The problem is that sizeof does not tell you how many elements are in the array; it tells you how much space the pointer (which points to the first element) takes up. So sizeof(trial) == sizeof(int*), and not the number of elements. You need to store the length separately.

OTHER TIPS

sizeof will return sizeof(int *), which is the size of the pointer. You will have to keep track of the size of the pointer seperately.

Also, you should not return realloc() to the pointer you are reallocating. If realloc returns NULL, it will not modify the pointer and you will lose it. It is best to use a temporary pointer as follows:

int *p;
int *tmp;
/*...*/
tmp = realloc(p, NEW_SIZE);
if (tmp != NULL) p = tmp;
else { /*...*/ }

sizeof() on dynamically allocated memory only returns the size of the type, not the size of the block allocated. So sizeof(trial) in this case will return 4, the size of an int*.

sizeof returns the size of the type, in this case the size of an int * which I assume is 4 bytes.

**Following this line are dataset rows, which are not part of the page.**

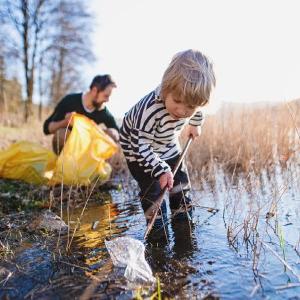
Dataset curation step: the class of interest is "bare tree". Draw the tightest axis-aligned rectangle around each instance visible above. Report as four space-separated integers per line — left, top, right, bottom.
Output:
49 0 94 103
0 0 92 121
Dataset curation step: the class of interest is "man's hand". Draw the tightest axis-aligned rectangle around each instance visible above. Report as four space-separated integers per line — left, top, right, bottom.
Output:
186 125 201 140
104 128 120 143
48 112 74 133
159 172 174 190
64 111 75 127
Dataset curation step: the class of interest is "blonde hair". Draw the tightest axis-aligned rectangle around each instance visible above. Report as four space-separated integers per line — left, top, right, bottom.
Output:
160 49 216 106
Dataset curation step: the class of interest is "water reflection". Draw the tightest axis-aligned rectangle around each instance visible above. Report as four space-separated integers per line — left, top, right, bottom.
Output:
146 218 197 272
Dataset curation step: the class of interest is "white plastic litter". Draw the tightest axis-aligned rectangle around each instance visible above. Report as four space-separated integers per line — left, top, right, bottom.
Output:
105 237 155 282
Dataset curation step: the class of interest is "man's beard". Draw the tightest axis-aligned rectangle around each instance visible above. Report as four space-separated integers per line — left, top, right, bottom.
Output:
92 100 102 109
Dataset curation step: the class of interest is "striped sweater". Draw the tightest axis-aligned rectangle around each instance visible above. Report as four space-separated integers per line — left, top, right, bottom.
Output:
120 88 203 178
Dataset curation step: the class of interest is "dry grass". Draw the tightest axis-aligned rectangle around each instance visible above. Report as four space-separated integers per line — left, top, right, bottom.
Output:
188 101 300 182
0 100 300 178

So you are making the array size 5, but you are setting element (4 - 1) to 23. You'll need to keep track of the size of the array through a variable.

sizeof(trial) == a constant (probably 4 or 8). It won't be the count of elements you allocated.

You need something like

int n = 100;
trial = realloc(trial, n*sizeof(*trial));

trial[n-1] = K;  // K is some number.